Use 20μl Dynabeads MyOne Streptavidin C1 (Invitrogen) beads for each sample.
Wash the beads once with 100μl 2X B&W buffer, re-suspend beads with 100μl 2X B&W buffer.
Add 100μl re-suspended beads to 100μl PCR product, incubate on rotator at room temperature for 45min~1h. Place the tube on a magnet for 3 min or until the solution clears. Remove the supernatant.
Add 100μl 1x B&W buffer to wash beads, then add 100μl elution buffer to wash beads again.
RNA-seq amplification
Re-suspend beads with 100ul RNA-seq amplification PCR Mix (2X KAPA HiFi HotStart Ready Mix; 0.5uM Partial P5 and 0.5uM Tso/ISPCR oligo in nuclease-free water)
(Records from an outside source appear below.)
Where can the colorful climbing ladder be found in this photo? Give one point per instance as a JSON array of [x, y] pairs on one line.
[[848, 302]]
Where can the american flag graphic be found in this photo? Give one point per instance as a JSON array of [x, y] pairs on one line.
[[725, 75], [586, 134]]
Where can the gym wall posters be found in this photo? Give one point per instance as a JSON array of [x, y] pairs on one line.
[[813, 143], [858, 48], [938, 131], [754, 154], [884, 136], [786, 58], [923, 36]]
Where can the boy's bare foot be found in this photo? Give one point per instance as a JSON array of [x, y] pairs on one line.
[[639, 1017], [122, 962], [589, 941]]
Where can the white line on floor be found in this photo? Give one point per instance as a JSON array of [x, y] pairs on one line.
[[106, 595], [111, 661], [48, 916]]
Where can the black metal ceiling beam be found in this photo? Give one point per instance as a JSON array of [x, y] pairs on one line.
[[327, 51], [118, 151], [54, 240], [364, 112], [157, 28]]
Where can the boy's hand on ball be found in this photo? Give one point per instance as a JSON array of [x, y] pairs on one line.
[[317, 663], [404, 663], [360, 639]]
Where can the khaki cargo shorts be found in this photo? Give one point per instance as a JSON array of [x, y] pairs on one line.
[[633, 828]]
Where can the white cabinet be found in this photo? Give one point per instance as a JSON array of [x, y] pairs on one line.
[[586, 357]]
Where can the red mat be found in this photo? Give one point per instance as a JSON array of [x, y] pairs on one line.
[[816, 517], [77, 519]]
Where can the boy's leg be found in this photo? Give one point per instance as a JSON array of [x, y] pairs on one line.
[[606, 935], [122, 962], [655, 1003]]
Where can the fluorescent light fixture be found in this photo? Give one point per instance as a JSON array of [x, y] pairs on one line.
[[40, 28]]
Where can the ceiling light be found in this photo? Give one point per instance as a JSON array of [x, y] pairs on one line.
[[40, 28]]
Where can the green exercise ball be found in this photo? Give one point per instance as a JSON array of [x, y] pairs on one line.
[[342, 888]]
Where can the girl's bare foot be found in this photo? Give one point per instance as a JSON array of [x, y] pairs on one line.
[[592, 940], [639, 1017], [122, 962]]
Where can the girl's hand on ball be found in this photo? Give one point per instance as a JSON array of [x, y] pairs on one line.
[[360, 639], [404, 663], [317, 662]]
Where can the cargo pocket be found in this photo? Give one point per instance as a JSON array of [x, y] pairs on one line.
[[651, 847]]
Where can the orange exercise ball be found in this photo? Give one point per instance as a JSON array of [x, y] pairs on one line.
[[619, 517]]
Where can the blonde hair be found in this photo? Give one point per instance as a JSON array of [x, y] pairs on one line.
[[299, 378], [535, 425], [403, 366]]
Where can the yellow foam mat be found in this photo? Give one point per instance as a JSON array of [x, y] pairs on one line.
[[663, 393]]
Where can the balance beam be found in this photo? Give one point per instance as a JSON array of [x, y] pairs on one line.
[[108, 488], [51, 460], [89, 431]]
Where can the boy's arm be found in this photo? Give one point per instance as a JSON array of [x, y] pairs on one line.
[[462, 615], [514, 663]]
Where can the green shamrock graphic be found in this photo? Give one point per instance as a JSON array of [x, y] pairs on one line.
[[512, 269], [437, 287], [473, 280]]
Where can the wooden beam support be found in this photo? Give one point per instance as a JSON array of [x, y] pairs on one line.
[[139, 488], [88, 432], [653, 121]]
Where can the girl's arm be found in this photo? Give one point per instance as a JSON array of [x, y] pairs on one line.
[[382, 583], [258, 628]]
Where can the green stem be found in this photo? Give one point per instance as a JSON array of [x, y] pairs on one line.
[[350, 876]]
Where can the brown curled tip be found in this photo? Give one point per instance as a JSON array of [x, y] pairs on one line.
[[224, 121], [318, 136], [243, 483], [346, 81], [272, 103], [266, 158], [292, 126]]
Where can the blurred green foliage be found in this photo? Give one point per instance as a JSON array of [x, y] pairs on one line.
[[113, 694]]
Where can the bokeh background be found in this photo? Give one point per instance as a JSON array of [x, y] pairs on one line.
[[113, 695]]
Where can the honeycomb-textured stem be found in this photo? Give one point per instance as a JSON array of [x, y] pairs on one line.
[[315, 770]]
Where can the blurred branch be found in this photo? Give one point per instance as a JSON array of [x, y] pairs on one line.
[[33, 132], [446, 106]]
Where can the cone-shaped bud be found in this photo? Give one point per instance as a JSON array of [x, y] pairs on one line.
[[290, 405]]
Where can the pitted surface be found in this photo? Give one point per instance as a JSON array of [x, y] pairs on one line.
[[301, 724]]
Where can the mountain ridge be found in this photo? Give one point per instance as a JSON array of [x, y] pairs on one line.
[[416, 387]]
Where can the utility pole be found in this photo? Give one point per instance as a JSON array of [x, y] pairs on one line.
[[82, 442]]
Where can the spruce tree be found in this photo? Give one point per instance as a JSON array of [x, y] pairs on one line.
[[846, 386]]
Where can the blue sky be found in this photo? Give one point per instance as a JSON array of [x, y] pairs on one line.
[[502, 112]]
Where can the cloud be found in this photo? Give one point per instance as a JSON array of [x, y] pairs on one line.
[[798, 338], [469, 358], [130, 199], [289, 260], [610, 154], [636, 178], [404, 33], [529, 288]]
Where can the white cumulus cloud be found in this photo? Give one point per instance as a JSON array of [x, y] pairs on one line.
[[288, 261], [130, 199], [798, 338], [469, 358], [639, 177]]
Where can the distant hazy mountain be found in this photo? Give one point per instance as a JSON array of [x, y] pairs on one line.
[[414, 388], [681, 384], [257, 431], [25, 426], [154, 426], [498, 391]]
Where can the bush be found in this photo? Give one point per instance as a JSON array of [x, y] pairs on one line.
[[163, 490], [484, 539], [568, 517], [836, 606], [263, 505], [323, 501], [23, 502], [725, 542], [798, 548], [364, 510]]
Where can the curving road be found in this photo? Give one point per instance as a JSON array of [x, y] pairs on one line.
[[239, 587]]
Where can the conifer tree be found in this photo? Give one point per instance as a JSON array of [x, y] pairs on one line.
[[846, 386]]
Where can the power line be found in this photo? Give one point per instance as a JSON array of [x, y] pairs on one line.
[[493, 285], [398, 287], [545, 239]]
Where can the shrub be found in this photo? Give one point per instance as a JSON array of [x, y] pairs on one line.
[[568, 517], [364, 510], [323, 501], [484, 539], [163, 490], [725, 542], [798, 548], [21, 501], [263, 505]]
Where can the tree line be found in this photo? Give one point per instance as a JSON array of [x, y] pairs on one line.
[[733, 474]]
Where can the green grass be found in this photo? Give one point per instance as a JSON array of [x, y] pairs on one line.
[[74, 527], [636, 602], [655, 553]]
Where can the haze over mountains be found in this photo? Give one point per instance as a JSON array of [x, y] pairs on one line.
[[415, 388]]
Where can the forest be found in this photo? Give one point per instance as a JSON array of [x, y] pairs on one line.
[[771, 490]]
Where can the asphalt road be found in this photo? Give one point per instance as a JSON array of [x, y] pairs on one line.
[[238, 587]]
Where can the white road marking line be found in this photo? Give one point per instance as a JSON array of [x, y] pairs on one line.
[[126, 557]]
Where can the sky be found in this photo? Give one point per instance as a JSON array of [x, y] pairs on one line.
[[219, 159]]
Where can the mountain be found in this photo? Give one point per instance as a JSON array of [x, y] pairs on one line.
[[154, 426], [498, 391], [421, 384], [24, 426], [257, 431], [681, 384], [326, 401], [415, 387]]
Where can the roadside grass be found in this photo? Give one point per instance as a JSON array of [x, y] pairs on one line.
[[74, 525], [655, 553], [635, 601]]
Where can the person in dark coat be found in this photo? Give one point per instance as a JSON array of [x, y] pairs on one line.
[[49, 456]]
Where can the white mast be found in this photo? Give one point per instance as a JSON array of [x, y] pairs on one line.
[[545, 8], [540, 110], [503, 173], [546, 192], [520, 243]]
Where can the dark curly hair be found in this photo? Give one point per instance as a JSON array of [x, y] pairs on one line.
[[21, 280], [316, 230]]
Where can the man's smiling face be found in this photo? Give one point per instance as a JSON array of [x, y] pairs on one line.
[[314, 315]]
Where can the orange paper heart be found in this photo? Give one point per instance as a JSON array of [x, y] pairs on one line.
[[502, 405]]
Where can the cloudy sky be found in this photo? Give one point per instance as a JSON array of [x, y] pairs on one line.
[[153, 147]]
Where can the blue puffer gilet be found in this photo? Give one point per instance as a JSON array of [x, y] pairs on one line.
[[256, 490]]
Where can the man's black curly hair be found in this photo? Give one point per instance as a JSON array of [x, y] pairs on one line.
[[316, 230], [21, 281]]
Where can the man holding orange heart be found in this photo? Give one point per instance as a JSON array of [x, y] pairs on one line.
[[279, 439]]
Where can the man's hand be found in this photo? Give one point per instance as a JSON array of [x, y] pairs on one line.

Incubate in a thermal cycler with the following protocol. 98˚C for 3min, and then 4 cycles of [ 98˚C for 15s, 63 °C for 20s, 72˚C for 1min]; 72˚C for 1 min.
cDNA PCR product were purified with 0.6x XP beads and elute in 40.5µl H2O.
Gene Expression (GEX) Library Construction
50 ng mass of cDNA products (35µl) were mixed with 15 µl of i7-only TN5 Tagmentation Mix(10ul 5x Reaction Buffer (vazyme L buffer) and 5ul Self-i7 TN5).
Pipette mix 15x (pipette set to 30 µl) on ice. Centrifuge briefly.
Incubate in a thermal cycler with the following protocol. 55 ˚C for 15min.
PCR product were purified with 0.8x XP beads and elute in 40.5 µl EB.
GEX Sample Index PCR
Prepare and add 60ul Sample Index PCR Mix(NEBNext µltra II Q5 Master Mix(NEB# M0544S); 0.5uM Partial P5 and 0.5uM Nextera P7-index).
Pipette 10X to mix thoroughly. Centrifuge briefly.
Incubate in a thermal cycler with the following protocol. 72 ˚C for 5 min, 98 ˚C for 45 s, 8-9 cycles of [98 ˚C for 20 s, 60 ˚C for 30 s, 72 ˚C for 1min], 72 ˚C for 5 min in thermocycler.
PCR product were selected size with 0.6-0.75x XP beads and elute in 25.5 µl EB.